For the nine-month period ended September 30,2021 the Company is obligated to issue 1,244,286 shares of common stock for the loans listed in the above table, but has not issued the shares. The Company and the lenders are negotiating in good faith to resolve these loans and expect to reach a settlement in the coming month. See Note 7.

 

For our loan dated December 23, 2020, we are obligated to issue 100,000 warrants if the loan is not repaid before January 23, 2021 and an additional 10,000 shares of common stock and 100,000 warrants if the loan is not repaid before February 23, 2021. We are also obligated to issue 10,000 shares of common stock and 200,000 warrants if the loan is not repaid before March 23, 2021. During the nine months ended September 30, 2021 the Company issued 400,000 warrants to this lender ($3.50 exercise price and five-year term) with a fair value of $600,298. The Company is also obligated to issue 10,000 shares of common stock to this lender every 31 days up to the loan’s maturity date on June 23, 2021.

 

During the nine months ended September 30, 2021, we issued 2,431,182 shares of common stock with a fair value of approximately $5.6 million to lenders for interest paid-in-kind, 248,200 shares with a fair value of $579,512 for services rendered, 1,035,996 shares with a fair value of $2,589,990 for conversions of debt principal and interest, 21,411 shares for stock option exercises (at an exercise price of $0.69 per share), 56,067 shares with a fair value of $114,298 for dividends paid-in-kind and 347,650 shares with a fair value of $551,198 for new convertible debt issuances and 36,290 shares of common stock for a non-cash warrant exercise.
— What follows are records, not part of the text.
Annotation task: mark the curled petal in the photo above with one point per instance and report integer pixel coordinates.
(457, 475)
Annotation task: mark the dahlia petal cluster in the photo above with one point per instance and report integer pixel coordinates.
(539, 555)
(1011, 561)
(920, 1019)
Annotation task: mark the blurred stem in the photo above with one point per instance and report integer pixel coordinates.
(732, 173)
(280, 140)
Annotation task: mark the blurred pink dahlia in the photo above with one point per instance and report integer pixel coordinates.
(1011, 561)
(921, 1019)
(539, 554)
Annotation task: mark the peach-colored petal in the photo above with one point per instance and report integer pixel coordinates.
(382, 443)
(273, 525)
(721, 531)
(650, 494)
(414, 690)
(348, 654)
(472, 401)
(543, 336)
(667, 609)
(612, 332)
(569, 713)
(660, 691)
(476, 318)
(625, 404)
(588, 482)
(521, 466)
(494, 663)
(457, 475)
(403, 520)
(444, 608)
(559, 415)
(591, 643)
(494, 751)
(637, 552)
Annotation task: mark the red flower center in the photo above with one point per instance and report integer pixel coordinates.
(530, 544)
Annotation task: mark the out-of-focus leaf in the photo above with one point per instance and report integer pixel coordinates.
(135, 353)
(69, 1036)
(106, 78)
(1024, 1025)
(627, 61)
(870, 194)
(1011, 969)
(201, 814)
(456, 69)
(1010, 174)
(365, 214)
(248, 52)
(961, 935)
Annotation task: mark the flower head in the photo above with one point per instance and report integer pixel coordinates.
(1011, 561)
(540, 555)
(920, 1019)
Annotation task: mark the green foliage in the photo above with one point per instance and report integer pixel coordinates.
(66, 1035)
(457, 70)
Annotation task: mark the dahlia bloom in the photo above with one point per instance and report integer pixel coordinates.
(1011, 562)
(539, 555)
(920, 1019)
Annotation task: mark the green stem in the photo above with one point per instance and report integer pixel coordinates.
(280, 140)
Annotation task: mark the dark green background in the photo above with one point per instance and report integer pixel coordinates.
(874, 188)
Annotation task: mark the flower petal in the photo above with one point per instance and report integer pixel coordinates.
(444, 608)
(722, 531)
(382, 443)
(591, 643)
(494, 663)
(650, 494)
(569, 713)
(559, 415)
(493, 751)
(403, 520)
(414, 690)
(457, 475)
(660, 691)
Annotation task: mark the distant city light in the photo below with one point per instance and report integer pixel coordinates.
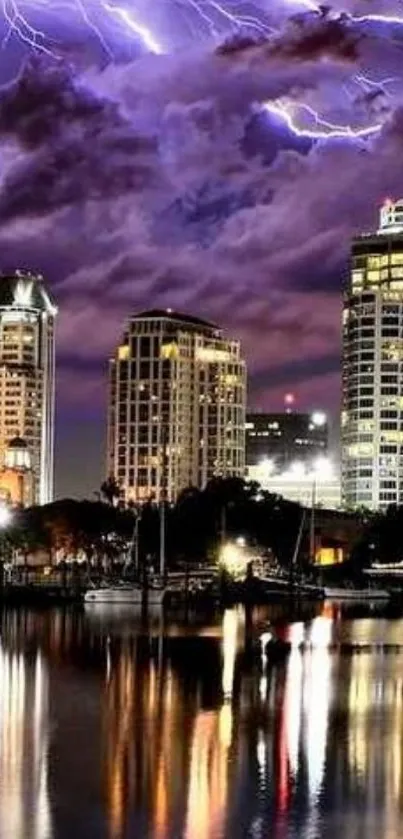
(319, 419)
(323, 467)
(233, 559)
(5, 516)
(267, 463)
(297, 469)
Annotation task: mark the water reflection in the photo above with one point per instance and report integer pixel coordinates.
(117, 729)
(24, 728)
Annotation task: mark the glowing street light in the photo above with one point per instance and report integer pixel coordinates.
(5, 516)
(232, 559)
(319, 419)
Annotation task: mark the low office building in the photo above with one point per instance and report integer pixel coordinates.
(283, 438)
(319, 486)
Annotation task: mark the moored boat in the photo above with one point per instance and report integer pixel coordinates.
(116, 593)
(332, 593)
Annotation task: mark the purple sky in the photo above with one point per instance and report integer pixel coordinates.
(158, 180)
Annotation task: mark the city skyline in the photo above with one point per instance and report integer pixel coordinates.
(198, 178)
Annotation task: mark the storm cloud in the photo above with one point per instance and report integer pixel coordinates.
(164, 182)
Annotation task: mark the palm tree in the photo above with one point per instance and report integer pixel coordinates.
(110, 490)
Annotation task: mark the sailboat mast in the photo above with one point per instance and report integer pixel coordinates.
(312, 524)
(163, 504)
During this period, we also issued 1,558,266 warrants (three to five-year term at a $3.50 to $5.00 exercise price) to acquire common stock at a fair value of $2.0 million to lenders in conjunction with signing of new convertible loans and interest paid-in-kind (including the 400,000 warrants issued.disclosed above). In this period we also issued 200 shares of Series AA preferred stock and 200,100 warrants to acquire common stock (five year term and $3.50 exercise price) for settlement of liabilities, including accrued expense, accrued compensation to employees and non-convertible debt and related interest. The relative fair value of these warrants is $245,635. The Company also recognized a $23,004 loss on settlement of liabilities, which is included in losses on extinguishment of liabilities on the consolidated statement of operations.

 

During the nine months ended September 30, 2020, we issued to Series AA holders 87,518 shares of common stock for dividends totaling of $221,374 issued in stock in lieu of cash. During this period we also issued 1,202,118 shares of restricted common stock at a fair value of $2.8 million to accredited investors and consultants. 709,788 of the shares with a fair value of $1.8 million were issued for conversions of debt principal and interest; 315,830 of the shares with a fair value of $616,900 were issued for debt extensions, settlements and interest payments; 66,500 shares with a fair value of $127,855 were issued to settle an accrued liability; 85,000 shares with a fair value of $147,775 were issued with new convertible debt issuances; and 25,000 shares with a fair value of $87,963 were issued for services rendered. During this period, we also issued 4,168,531 warrants (three-year or five-year term at a $3.50 exercise price) to acquire common stock at a fair value of $5.6 million to lenders in conjunction with signing of new convertible loans and debt extensions and settlement. In this period we also converted $110,000 of debt into 44 shares of Series AA preferred stock and 44,000 warrants to acquire common stock (five-year term and $3.50 exercise price). The relative fair value of warrants is $38,783.